L ‘expérience analytique avec quelques patients japonais, et coréens, ainsi que  la lecture des philosophes s’occupant de traduction comme Barbara Cassin, m’ont conduit à créer l’espace psychanalyse et transferts culturels à la Maison de l’Amérique Latine,  http://psychanalyse-et-transferts-culturels.com.

Il est classique, depuis Freud, de considérer l’usage d’une langue étrangère par le sujet comme l’indice d’une proximité avec le réel de la castration. Les rêves sont un vivier fourmillant d’exemples, et l’apparition d’un obstacle à la traduction, ou l’usage d’un signifiant dans une autre langue, doit trouver sa place dans le graphe du désir.
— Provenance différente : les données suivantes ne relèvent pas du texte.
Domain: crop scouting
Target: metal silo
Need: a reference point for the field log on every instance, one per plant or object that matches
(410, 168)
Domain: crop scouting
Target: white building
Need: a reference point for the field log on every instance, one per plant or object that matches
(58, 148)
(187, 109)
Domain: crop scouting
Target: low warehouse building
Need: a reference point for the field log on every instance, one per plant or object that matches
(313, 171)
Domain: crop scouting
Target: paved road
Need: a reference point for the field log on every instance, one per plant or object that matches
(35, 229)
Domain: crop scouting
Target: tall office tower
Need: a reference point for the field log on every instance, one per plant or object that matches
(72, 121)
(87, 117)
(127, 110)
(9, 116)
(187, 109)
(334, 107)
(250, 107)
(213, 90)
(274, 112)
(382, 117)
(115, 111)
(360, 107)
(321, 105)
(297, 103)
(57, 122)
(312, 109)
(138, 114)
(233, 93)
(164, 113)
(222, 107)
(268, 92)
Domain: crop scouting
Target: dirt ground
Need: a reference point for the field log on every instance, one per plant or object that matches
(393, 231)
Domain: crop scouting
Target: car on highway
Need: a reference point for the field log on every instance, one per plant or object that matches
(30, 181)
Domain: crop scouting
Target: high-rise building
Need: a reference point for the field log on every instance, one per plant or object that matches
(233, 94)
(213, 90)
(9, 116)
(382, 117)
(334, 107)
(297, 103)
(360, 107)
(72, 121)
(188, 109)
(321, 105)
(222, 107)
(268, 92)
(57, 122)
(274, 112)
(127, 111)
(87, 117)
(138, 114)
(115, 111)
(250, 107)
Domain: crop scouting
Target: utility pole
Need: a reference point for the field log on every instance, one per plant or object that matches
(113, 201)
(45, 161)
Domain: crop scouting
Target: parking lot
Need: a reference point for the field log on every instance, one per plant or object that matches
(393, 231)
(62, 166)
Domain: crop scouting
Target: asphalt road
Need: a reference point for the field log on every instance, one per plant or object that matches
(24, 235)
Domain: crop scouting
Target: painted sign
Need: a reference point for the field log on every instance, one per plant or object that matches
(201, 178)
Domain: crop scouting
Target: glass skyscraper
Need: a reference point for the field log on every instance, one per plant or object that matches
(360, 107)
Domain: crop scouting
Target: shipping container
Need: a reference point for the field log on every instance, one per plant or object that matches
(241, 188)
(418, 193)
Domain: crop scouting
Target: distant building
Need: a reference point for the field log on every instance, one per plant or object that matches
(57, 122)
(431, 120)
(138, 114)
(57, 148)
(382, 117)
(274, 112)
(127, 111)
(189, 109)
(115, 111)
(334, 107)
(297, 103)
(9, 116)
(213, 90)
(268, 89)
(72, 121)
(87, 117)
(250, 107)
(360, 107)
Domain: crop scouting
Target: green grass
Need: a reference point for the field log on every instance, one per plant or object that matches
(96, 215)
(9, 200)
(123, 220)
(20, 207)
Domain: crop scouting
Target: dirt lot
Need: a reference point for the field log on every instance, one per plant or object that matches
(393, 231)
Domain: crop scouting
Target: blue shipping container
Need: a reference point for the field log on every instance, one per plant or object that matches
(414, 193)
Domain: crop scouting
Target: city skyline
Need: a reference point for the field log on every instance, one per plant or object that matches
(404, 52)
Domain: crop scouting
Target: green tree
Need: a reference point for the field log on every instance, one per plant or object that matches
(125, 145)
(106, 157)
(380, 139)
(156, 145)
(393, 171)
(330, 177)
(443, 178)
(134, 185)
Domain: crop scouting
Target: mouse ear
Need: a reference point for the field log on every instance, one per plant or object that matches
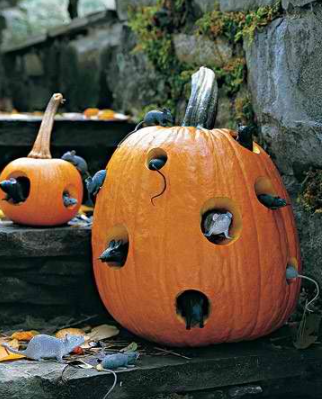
(119, 243)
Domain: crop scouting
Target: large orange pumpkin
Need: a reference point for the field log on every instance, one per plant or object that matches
(47, 180)
(242, 278)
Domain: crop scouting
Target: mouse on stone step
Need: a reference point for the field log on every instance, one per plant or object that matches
(153, 118)
(45, 346)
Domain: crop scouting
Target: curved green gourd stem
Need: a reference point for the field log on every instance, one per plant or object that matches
(202, 106)
(41, 148)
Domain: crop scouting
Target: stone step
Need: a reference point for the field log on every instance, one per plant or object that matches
(45, 273)
(247, 369)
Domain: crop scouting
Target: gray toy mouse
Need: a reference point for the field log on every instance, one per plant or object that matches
(153, 118)
(45, 346)
(79, 162)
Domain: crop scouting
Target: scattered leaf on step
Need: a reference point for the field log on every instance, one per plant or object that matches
(103, 332)
(80, 363)
(308, 330)
(24, 335)
(71, 331)
(5, 354)
(130, 348)
(78, 351)
(91, 112)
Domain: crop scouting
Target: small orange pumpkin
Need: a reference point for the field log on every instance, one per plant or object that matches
(243, 279)
(45, 180)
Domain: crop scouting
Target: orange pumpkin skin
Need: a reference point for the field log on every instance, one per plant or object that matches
(244, 280)
(49, 178)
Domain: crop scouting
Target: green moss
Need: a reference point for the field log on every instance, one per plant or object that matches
(154, 36)
(216, 23)
(155, 26)
(237, 26)
(311, 193)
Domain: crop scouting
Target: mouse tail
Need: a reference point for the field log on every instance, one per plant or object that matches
(164, 186)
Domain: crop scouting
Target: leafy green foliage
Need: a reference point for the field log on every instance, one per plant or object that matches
(217, 23)
(155, 26)
(311, 195)
(237, 26)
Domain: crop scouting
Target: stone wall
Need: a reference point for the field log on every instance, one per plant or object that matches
(96, 65)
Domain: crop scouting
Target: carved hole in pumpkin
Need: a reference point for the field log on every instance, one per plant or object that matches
(71, 191)
(185, 302)
(156, 153)
(24, 182)
(222, 205)
(256, 149)
(292, 262)
(117, 233)
(263, 185)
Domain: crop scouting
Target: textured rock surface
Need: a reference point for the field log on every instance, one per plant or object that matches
(217, 372)
(46, 273)
(200, 51)
(84, 60)
(285, 80)
(131, 77)
(284, 76)
(244, 5)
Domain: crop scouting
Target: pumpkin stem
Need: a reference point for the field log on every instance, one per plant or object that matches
(202, 106)
(41, 148)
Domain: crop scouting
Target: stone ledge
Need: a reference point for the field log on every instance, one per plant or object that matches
(19, 241)
(218, 368)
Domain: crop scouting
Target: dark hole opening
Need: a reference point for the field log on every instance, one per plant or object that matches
(193, 307)
(17, 189)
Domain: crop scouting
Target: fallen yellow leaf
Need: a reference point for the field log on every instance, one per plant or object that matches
(24, 335)
(5, 354)
(106, 115)
(71, 331)
(91, 112)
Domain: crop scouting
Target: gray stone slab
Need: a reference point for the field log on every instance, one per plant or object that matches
(284, 74)
(244, 5)
(209, 368)
(18, 241)
(198, 50)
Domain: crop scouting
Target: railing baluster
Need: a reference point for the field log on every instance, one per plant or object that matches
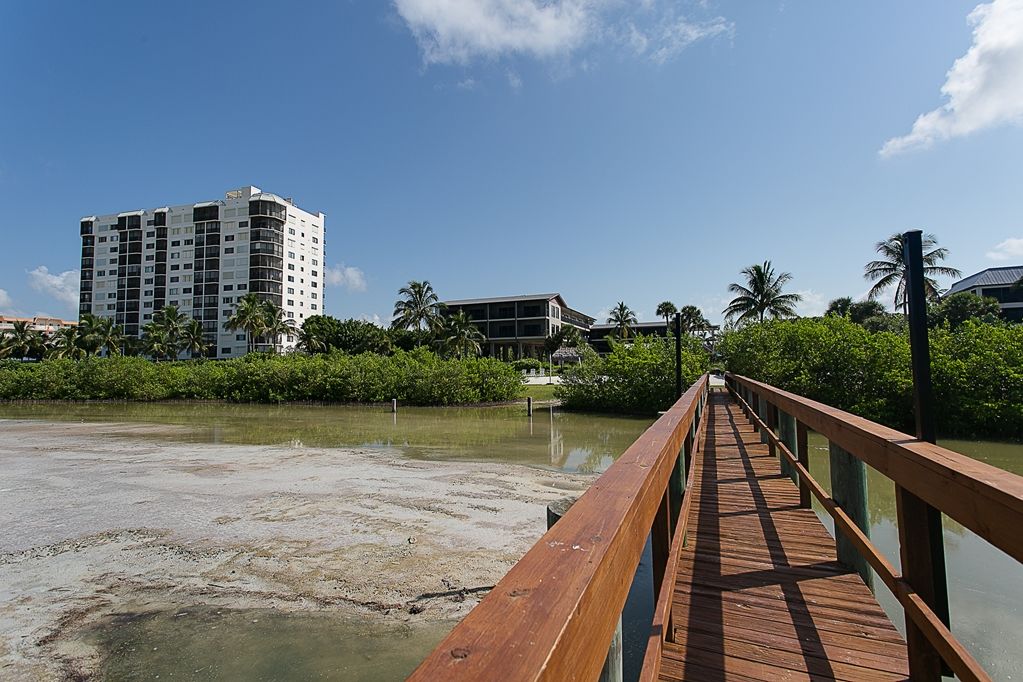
(803, 455)
(787, 432)
(849, 491)
(920, 555)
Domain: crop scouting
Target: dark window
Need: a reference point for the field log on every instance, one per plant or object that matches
(207, 213)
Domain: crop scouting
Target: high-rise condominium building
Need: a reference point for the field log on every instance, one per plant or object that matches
(203, 258)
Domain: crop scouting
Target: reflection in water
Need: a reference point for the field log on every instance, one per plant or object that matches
(569, 442)
(985, 585)
(206, 643)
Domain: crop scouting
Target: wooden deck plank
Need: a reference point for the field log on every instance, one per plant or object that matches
(760, 593)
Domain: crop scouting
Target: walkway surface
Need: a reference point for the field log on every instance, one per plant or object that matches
(760, 594)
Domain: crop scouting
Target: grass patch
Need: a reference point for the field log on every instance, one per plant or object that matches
(538, 392)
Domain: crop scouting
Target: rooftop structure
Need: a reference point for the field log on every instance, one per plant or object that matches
(998, 283)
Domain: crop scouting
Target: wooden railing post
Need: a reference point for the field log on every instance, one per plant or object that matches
(924, 567)
(787, 432)
(613, 666)
(803, 456)
(849, 492)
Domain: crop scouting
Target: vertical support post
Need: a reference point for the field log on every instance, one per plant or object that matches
(803, 455)
(761, 408)
(787, 432)
(613, 670)
(678, 356)
(849, 491)
(922, 545)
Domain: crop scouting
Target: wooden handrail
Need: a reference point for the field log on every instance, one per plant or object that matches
(983, 498)
(553, 615)
(986, 488)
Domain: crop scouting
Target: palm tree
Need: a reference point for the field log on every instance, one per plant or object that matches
(623, 318)
(158, 342)
(275, 324)
(64, 344)
(99, 333)
(192, 338)
(459, 336)
(666, 309)
(761, 296)
(23, 342)
(418, 307)
(889, 270)
(250, 316)
(166, 329)
(693, 319)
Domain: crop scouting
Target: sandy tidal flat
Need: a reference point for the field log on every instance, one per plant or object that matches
(97, 525)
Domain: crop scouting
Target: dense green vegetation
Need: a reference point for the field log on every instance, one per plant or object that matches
(418, 377)
(977, 370)
(636, 377)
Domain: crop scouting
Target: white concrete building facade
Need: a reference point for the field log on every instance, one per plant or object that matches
(203, 258)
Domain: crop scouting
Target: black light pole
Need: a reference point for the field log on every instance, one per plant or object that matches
(923, 401)
(678, 356)
(922, 545)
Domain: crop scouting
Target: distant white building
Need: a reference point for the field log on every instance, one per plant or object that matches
(203, 258)
(998, 283)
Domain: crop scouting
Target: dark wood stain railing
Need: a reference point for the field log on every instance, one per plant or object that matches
(983, 498)
(554, 612)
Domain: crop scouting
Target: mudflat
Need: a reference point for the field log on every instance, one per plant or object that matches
(96, 526)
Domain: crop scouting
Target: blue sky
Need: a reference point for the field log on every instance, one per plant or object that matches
(610, 150)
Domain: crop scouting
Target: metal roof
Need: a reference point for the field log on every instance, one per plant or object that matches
(1006, 276)
(631, 326)
(533, 297)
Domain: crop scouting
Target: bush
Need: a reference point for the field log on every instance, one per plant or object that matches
(637, 377)
(977, 370)
(416, 377)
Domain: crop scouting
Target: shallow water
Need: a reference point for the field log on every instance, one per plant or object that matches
(205, 643)
(565, 441)
(985, 585)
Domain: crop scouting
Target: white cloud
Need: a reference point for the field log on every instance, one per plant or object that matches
(1010, 249)
(456, 32)
(350, 277)
(675, 34)
(984, 87)
(812, 305)
(62, 286)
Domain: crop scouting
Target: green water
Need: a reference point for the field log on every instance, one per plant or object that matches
(985, 585)
(569, 442)
(206, 643)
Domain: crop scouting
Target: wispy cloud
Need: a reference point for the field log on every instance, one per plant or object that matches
(62, 286)
(457, 32)
(1011, 248)
(350, 277)
(984, 87)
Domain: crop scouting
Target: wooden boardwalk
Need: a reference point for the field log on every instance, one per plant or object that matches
(759, 593)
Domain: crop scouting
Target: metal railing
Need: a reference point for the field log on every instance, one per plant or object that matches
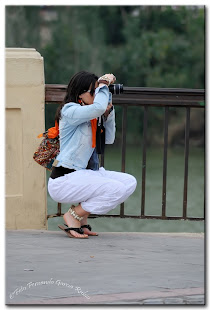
(146, 97)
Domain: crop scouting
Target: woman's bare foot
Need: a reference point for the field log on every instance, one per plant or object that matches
(86, 230)
(72, 222)
(89, 232)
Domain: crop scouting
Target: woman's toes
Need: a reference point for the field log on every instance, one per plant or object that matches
(77, 235)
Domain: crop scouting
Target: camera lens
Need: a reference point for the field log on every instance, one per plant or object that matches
(116, 89)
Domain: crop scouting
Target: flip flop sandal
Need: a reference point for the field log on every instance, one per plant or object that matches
(89, 227)
(67, 231)
(86, 226)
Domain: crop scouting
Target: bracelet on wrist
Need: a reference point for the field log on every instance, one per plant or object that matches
(104, 82)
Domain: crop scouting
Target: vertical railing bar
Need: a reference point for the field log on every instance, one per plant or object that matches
(144, 161)
(102, 160)
(124, 127)
(186, 151)
(165, 161)
(59, 209)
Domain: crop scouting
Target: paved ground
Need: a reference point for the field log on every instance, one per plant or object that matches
(47, 267)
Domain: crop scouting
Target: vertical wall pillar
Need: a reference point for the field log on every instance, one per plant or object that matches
(26, 206)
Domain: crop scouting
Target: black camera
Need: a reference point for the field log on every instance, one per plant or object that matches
(116, 89)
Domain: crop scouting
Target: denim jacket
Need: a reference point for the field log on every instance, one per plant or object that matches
(75, 131)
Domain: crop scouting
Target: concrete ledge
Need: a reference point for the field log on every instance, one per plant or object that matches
(47, 267)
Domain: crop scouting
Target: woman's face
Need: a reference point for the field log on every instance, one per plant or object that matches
(87, 97)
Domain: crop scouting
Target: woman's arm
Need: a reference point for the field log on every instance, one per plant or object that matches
(79, 114)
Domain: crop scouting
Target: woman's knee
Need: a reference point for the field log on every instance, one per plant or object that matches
(131, 183)
(117, 190)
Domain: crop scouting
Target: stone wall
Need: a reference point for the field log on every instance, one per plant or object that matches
(25, 184)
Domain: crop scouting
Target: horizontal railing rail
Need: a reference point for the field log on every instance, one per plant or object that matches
(146, 97)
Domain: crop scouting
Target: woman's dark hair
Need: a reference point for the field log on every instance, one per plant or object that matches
(79, 83)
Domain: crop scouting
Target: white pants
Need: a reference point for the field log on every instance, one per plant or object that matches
(98, 191)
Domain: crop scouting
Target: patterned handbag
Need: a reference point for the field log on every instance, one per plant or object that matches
(49, 148)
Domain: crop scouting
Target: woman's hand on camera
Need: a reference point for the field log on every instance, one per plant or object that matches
(108, 79)
(106, 113)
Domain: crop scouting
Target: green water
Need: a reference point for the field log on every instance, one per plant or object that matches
(153, 196)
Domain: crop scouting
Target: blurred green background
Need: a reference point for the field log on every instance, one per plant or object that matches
(144, 46)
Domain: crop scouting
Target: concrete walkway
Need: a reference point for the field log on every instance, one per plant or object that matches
(47, 267)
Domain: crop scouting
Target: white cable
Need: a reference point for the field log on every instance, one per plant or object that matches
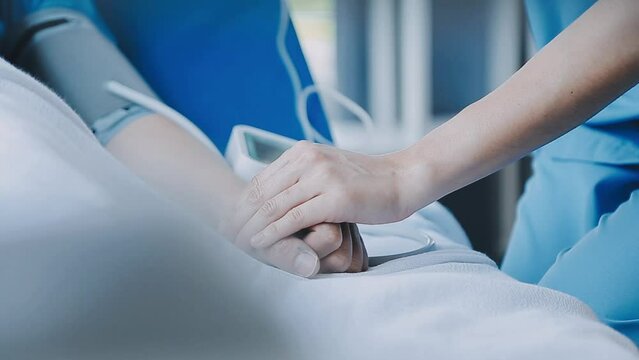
(159, 107)
(340, 98)
(302, 94)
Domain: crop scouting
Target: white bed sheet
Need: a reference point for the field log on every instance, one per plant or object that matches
(93, 264)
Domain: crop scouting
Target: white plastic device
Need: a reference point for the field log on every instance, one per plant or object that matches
(250, 150)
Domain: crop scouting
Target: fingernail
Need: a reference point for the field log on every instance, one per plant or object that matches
(305, 264)
(257, 240)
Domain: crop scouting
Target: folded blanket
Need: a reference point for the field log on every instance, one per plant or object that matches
(93, 264)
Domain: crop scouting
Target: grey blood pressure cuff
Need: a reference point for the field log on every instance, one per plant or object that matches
(65, 50)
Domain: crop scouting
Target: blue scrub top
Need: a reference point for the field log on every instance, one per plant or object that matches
(547, 19)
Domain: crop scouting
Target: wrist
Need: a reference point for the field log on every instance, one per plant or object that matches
(414, 181)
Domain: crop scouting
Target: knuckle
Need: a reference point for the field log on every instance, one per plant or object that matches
(269, 208)
(339, 262)
(302, 145)
(296, 215)
(281, 247)
(255, 192)
(334, 237)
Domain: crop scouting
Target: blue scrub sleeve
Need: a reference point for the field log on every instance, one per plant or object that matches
(602, 269)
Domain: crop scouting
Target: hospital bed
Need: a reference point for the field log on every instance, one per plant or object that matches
(94, 264)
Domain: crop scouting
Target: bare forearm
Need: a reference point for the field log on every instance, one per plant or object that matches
(175, 164)
(585, 68)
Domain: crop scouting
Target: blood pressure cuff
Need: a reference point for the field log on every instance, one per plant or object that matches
(65, 50)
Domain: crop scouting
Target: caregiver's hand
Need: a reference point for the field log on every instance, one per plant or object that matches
(312, 184)
(325, 248)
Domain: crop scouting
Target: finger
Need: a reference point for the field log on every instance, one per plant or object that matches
(324, 238)
(274, 209)
(340, 260)
(291, 255)
(298, 218)
(357, 261)
(364, 251)
(260, 190)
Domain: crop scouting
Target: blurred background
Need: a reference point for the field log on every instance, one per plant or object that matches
(413, 64)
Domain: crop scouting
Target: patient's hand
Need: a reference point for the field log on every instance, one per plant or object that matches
(339, 247)
(325, 248)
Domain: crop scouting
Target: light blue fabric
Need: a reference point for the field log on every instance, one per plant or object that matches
(547, 19)
(577, 227)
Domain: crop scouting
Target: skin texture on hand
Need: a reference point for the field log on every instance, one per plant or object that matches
(311, 184)
(200, 181)
(582, 70)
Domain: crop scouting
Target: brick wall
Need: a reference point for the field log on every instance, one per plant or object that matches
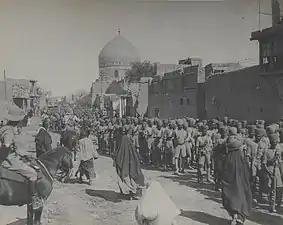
(244, 94)
(175, 95)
Parfois comme dans le cas du patient arabophone, il s’agit de sa position à l’égard de l’autre sexe.

Ce que Lacan semble introduire avec la langue chinoise d’abord, mais surtout avec la langue japonaise, avec le rapport des japonais à leur langue, montre une autre manière d’abonnement à l’inconscient, structurée par les langages idéographiques.

L’expérience analytique, qui pourrait être assimilée à  une traduction impossible, vise ce point commun à la traduction et à la psychanalyse qui est ce point impossible de non traduction qui situe, encadre, vise l’objet.

Objet d’amour qui cache l’objet pulsionnel, objet haï qui le cache moins, objet que le sujet est à lui même dans son rapport à l’Autre, objet in fine dont le sujet a à se séparer.

Et si l’analyste, lorsque lui même est issu d’une autre langue que celle du patient, potentialisait l’effet Autre de la place de l’analyste? Et si cette même condition facilitait l’isolement de l’objet dans le transfert, ainsi que sa chute en fin de cure?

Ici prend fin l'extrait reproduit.